A second book of essays, Nazariye se Aage [Beyond Ideologies] was published in 2004. A third volume, Apni Danist Mein [In My Knowledge] published in 2014, brings many threads of his thought together. By the time this volume was published, Husain was well-established as the grand old man of letters. His keynote speeches, lectures, and presidential addresses show the extent to which his message has reached audiences.

Two essays, ‘Ikkisvin sadi mein hamara adab’ [Our literature in the 21st century], and ‘Aaj ke ashob mein hamara adab’ [Our literature in the tumultuous present], bring wisdom culled from half a century of actively observing and commenting on literature. Because Farrukhi’s relationship with Husain was almost like that of a father and son, it is understandably difficult for Farrukhi to keep a critical distance from the book’s subject. However, he does offer occasional, but gentle, criticism on the self-deprecating manner Husain adopts when describing his own work and the way in which he lumps serious and superficial essays together. But Farrukhi falls back on Shamsur Rahman Faruqi’s incisive review of Husain’s essays. Husain, according to Faruqi, offers us deep insights into civilisational continuities; he critiques the larger field of the art instead of a particular work. He relies more on intuition than methodology.

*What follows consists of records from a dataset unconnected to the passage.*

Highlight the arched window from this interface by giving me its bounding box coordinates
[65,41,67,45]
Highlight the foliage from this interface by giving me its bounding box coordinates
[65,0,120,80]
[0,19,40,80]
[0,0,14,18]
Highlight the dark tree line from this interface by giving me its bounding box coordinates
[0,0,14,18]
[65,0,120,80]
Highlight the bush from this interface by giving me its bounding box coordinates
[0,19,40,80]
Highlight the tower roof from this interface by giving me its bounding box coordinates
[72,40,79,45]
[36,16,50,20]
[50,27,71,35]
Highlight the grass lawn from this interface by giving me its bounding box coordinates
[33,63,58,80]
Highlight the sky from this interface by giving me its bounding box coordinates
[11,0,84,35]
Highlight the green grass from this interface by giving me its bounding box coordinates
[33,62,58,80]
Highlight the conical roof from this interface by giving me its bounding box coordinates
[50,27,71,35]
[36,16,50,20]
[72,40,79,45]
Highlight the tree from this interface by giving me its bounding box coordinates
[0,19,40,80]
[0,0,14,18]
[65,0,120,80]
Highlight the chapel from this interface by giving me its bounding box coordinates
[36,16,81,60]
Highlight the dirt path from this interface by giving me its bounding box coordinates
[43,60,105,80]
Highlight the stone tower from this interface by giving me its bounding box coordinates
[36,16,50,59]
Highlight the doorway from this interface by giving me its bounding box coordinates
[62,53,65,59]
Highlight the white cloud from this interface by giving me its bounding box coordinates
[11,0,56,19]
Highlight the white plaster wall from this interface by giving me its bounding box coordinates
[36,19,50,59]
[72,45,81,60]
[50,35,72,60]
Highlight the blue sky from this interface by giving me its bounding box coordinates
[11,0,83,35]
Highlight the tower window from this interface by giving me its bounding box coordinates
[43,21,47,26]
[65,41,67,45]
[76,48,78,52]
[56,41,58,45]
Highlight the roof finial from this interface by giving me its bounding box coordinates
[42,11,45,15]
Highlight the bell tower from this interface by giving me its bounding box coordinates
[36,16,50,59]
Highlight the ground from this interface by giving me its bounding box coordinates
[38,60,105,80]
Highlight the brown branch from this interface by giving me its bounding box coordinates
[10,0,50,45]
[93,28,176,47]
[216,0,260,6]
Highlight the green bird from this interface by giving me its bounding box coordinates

Throughout the volume, Farrukhi’s approach is expository, but limited by the nature of its subject. He admits to being a great admirer of Husain from his teenage years — this book grew out of the numerous pieces Farrukhi wrote about Husain over the decades, and it is difficult to write about your favourite author without biases. However, Farrukhi was the chosen one to write this book and no one could have done a better job.

Husain foretold the end to his own life story. In his seminal collection, Akhri Admi, he included an essay in which he talked about his characters and also about himself. He wrote: “I am not one of those whose heart stops beating and they die, or those who get crushed under the wheels of a motorcar. I am among those lingerers who consume poison and die over a long period.”

He wrote his own obituary, ‘Tere baad teri batiyan’ [About you, after you] and he spoke of death as an excuse to share stories. Chiragh-i-Shab-i-Afsana is a glorious tribute to one of our greatest storytellers.